CIRAG: Construction–Integration Retrieval and Adaptive Generation for Multi-hop Question Answering
Zili Wei | Yilin Wang | Xiaocui Yang | Shi Feng | Weidong Bao | Daling Wang | Zihan Wang | Yifei Zhang
Proceedings of the 64th Annual Meeting of the Association for Computational Linguistics (Volume 1: Long Papers)
Zili Wei | Yilin Wang | Xiaocui Yang | Shi Feng | Weidong Bao | Daling Wang | Zihan Wang | Yifei Zhang
Proceedings of the 64th Annual Meeting of the Association for Computational Linguistics (Volume 1: Long Papers)

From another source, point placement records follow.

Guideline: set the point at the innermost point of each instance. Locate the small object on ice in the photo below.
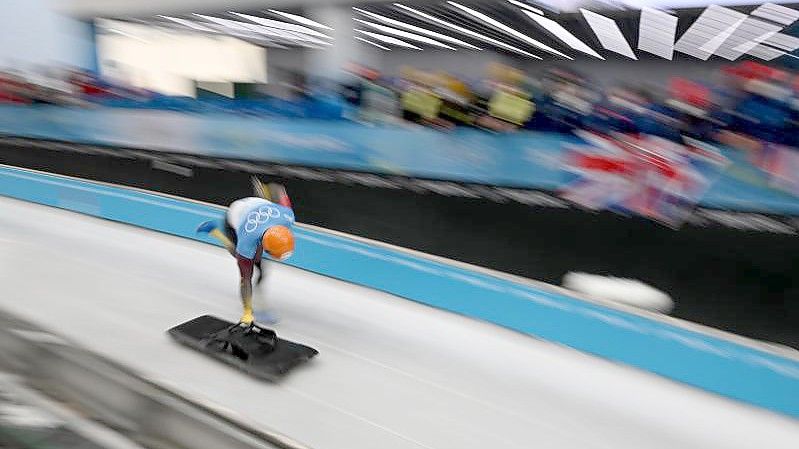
(251, 348)
(626, 291)
(266, 317)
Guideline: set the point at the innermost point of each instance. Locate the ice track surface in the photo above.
(391, 373)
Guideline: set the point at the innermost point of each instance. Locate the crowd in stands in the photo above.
(744, 104)
(741, 105)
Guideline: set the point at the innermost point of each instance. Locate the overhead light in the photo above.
(372, 43)
(388, 39)
(744, 37)
(526, 6)
(563, 34)
(783, 42)
(189, 24)
(506, 29)
(709, 31)
(746, 46)
(767, 53)
(126, 34)
(608, 33)
(777, 13)
(301, 19)
(405, 34)
(416, 29)
(281, 25)
(226, 22)
(248, 27)
(656, 33)
(467, 32)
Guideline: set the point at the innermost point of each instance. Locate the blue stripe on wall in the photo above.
(724, 367)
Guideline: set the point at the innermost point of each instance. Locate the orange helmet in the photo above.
(278, 241)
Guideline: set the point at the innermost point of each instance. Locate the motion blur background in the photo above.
(652, 140)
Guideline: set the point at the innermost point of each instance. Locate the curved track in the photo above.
(391, 373)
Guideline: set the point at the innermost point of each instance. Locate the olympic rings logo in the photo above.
(257, 217)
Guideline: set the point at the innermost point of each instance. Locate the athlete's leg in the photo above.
(245, 288)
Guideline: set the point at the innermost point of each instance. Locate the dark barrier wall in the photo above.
(744, 281)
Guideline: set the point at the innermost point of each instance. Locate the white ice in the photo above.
(391, 373)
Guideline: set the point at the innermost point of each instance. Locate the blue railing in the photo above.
(524, 159)
(718, 365)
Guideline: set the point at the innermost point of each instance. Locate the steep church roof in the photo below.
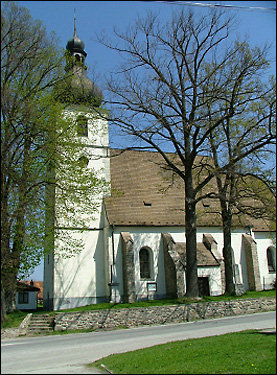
(147, 194)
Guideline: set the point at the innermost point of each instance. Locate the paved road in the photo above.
(69, 354)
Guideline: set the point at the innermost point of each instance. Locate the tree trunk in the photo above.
(192, 289)
(228, 255)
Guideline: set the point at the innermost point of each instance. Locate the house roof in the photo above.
(145, 193)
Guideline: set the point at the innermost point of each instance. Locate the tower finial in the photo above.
(74, 21)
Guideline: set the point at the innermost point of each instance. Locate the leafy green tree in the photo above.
(35, 135)
(180, 83)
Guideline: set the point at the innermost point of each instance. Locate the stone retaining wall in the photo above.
(137, 316)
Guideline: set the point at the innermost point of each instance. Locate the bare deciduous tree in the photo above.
(179, 84)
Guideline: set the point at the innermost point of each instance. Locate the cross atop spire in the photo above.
(75, 22)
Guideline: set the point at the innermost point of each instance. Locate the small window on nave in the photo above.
(145, 262)
(271, 258)
(82, 126)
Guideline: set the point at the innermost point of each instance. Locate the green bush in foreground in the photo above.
(246, 352)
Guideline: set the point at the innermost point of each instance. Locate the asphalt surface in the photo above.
(71, 353)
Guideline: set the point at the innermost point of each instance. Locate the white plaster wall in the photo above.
(32, 305)
(213, 273)
(264, 240)
(82, 278)
(151, 237)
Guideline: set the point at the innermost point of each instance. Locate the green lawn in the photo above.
(246, 352)
(15, 318)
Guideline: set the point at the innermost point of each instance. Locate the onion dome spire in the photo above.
(77, 87)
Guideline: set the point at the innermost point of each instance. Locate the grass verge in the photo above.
(15, 318)
(246, 352)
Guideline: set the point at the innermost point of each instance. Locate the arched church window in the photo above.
(82, 126)
(83, 161)
(271, 258)
(145, 263)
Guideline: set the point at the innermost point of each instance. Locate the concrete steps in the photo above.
(41, 323)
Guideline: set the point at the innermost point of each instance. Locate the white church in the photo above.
(135, 246)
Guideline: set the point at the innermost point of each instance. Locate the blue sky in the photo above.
(257, 20)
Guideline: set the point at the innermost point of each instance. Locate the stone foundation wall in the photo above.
(137, 316)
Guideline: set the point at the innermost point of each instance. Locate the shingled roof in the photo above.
(147, 194)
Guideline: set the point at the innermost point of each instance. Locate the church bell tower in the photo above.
(83, 278)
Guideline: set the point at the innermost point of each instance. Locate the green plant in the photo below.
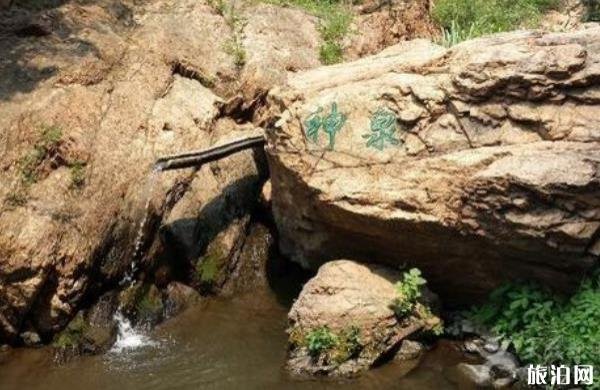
(465, 19)
(592, 10)
(17, 198)
(319, 340)
(77, 170)
(47, 144)
(544, 328)
(408, 291)
(334, 25)
(234, 48)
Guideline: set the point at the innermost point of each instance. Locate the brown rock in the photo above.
(131, 83)
(351, 304)
(491, 174)
(379, 24)
(179, 297)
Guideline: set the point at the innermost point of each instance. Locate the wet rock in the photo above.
(410, 350)
(378, 25)
(30, 339)
(477, 374)
(499, 368)
(144, 80)
(277, 40)
(178, 297)
(415, 155)
(342, 322)
(250, 268)
(143, 304)
(213, 269)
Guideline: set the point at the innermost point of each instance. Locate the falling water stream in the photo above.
(128, 337)
(221, 344)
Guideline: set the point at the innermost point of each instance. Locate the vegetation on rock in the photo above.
(334, 25)
(143, 302)
(593, 10)
(408, 290)
(407, 302)
(466, 19)
(333, 347)
(545, 328)
(72, 335)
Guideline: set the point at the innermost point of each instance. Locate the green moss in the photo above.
(77, 170)
(142, 301)
(592, 10)
(545, 328)
(47, 143)
(334, 24)
(72, 335)
(208, 268)
(150, 303)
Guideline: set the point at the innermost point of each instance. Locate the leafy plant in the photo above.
(77, 174)
(334, 25)
(408, 291)
(236, 22)
(544, 328)
(319, 340)
(465, 19)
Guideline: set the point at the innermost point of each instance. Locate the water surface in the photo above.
(235, 343)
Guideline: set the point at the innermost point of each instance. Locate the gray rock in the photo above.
(477, 374)
(410, 350)
(348, 299)
(178, 297)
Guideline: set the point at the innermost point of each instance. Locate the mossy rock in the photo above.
(211, 268)
(329, 347)
(81, 337)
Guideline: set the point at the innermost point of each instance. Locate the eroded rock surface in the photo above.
(89, 99)
(478, 164)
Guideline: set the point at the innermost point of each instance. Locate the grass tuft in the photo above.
(334, 25)
(466, 19)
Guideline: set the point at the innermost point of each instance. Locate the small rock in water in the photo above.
(179, 297)
(477, 374)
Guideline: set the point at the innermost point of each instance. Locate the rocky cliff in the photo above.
(479, 164)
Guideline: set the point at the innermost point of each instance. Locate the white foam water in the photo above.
(128, 279)
(129, 338)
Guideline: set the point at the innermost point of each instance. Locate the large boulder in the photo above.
(344, 320)
(88, 100)
(478, 164)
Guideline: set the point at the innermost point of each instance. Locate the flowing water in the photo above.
(236, 343)
(129, 277)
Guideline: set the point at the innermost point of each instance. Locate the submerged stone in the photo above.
(344, 320)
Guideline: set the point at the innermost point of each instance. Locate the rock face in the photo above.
(478, 164)
(90, 95)
(343, 322)
(380, 24)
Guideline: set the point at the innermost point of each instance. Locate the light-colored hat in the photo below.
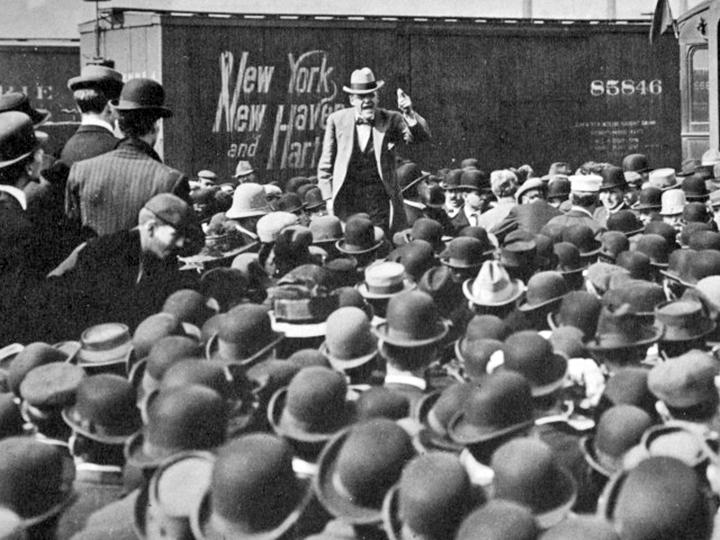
(243, 168)
(673, 202)
(270, 225)
(492, 286)
(362, 81)
(589, 183)
(249, 200)
(663, 179)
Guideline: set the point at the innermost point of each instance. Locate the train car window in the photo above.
(699, 89)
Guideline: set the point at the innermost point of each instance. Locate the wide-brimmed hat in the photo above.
(349, 341)
(492, 286)
(384, 279)
(104, 409)
(17, 138)
(362, 81)
(412, 320)
(249, 200)
(500, 407)
(142, 95)
(18, 102)
(312, 408)
(434, 484)
(253, 494)
(191, 417)
(683, 320)
(528, 472)
(359, 466)
(93, 76)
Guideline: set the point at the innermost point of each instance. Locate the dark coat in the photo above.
(389, 130)
(87, 142)
(105, 193)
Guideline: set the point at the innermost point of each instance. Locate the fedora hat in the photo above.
(17, 138)
(102, 77)
(18, 102)
(361, 236)
(312, 408)
(500, 407)
(362, 81)
(253, 493)
(683, 320)
(531, 355)
(492, 286)
(431, 485)
(36, 479)
(142, 95)
(466, 252)
(660, 498)
(412, 320)
(384, 279)
(434, 411)
(358, 467)
(349, 341)
(543, 289)
(182, 418)
(499, 519)
(104, 409)
(527, 472)
(619, 429)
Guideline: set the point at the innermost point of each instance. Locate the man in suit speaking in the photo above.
(356, 171)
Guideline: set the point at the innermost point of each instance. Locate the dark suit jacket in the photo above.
(87, 142)
(389, 130)
(105, 193)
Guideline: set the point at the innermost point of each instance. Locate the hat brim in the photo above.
(516, 284)
(359, 92)
(382, 332)
(284, 427)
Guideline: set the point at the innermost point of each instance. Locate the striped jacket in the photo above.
(105, 193)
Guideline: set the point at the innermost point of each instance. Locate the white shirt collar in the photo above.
(18, 194)
(93, 121)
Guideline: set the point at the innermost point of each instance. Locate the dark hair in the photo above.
(90, 100)
(135, 124)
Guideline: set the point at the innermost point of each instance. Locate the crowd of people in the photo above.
(448, 354)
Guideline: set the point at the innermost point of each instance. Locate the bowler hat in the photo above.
(249, 200)
(93, 76)
(660, 498)
(362, 81)
(412, 320)
(191, 417)
(349, 341)
(36, 479)
(649, 198)
(313, 407)
(527, 471)
(612, 178)
(142, 95)
(104, 409)
(620, 428)
(361, 236)
(543, 289)
(492, 286)
(359, 466)
(532, 356)
(17, 138)
(499, 519)
(500, 407)
(253, 493)
(431, 485)
(685, 381)
(18, 102)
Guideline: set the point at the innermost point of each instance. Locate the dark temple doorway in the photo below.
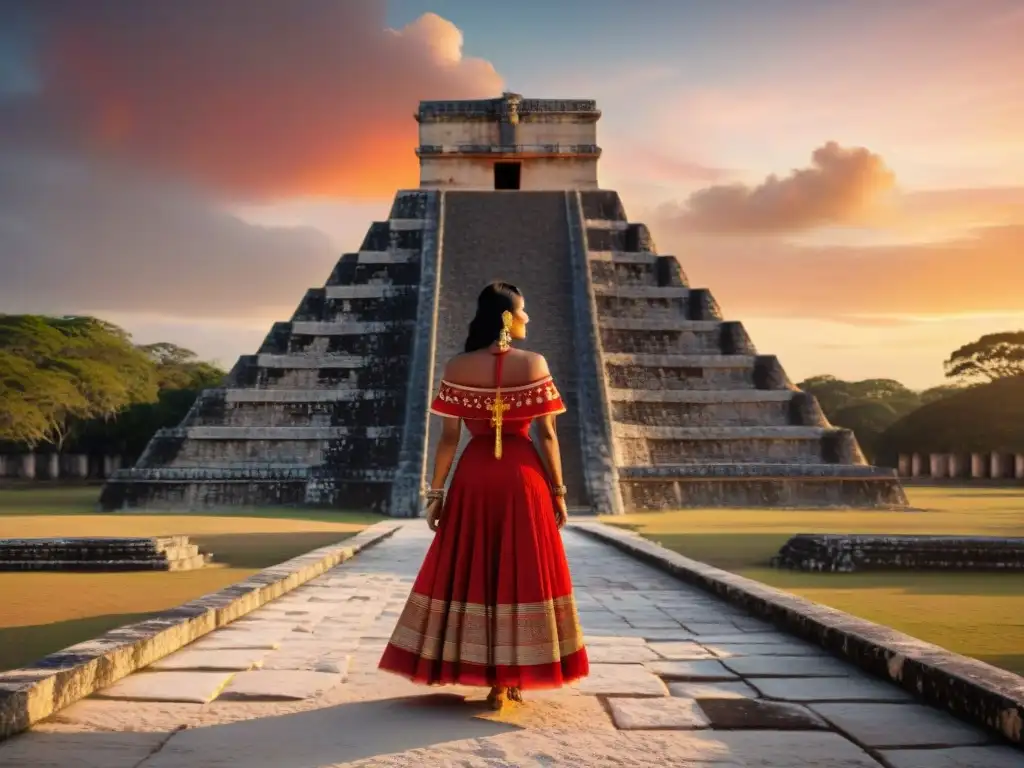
(507, 175)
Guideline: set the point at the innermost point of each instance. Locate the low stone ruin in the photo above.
(847, 554)
(158, 553)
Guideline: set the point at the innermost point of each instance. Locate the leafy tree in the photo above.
(983, 418)
(178, 368)
(868, 420)
(991, 357)
(61, 371)
(869, 407)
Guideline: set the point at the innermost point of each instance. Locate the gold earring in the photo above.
(505, 337)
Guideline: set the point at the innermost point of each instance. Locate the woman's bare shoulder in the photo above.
(537, 366)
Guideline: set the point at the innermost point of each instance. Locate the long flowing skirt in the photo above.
(493, 603)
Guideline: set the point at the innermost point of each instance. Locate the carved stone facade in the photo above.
(324, 413)
(546, 144)
(670, 404)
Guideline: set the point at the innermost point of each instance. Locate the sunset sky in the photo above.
(847, 177)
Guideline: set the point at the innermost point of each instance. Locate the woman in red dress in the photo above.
(493, 603)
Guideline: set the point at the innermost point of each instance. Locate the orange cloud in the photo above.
(757, 276)
(275, 101)
(842, 186)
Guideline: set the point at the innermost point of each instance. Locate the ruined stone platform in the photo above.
(101, 554)
(678, 678)
(849, 553)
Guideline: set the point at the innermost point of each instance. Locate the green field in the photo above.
(978, 614)
(42, 612)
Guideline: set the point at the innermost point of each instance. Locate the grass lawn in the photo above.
(42, 612)
(977, 614)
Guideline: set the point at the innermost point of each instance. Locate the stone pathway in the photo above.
(679, 679)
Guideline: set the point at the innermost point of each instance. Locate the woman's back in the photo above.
(519, 368)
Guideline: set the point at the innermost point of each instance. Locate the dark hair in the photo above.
(496, 299)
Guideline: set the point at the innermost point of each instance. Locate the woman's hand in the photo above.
(561, 511)
(434, 508)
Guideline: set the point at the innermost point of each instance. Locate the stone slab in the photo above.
(620, 653)
(828, 689)
(593, 640)
(681, 650)
(883, 725)
(753, 638)
(622, 680)
(712, 689)
(211, 660)
(955, 757)
(756, 714)
(729, 650)
(279, 685)
(188, 687)
(656, 714)
(70, 750)
(987, 696)
(788, 667)
(29, 695)
(700, 670)
(794, 750)
(228, 639)
(667, 635)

Triple-based Iterative Retrieval-Augmented Generation (iRAG) mitigates document-level noise for multi-hop question answering. However, existing methods still face limitations: (i) greedy single-path expansion, which propagates early errors and fails to capture parallel evidence from different reasoning branches, and (ii) granularity–demand mismatch, where a single evidence representation struggles to balance noise control with contextual sufficiency. In this paper, we propose the Construction–Integration Retrieval and Adaptive Generation model, CIRAG. It introduces an Iterative Construction–Integration module that constructs candidate triples and history-conditionally integrates them to distill core triples and generate the next-hop query. This module mitigates the greedy trap by preserving multiple plausible evidence chains. Besides, to address the granularity–demand mismatch, we propose an Adaptive Cascaded Multi-Granularity Generation module that progressively expands contextual evidence based on the problem requirements, from triples to supporting sentences and full passages. Moreover, we introduce Trajectory Distillation, which distills the teacher model’s integration policy into a lightweight student, enabling efficient and reliable long-horizon reasoning. Extensive experiments demonstrate that CIRAG achieves superior performance compared to existing iRAG methods.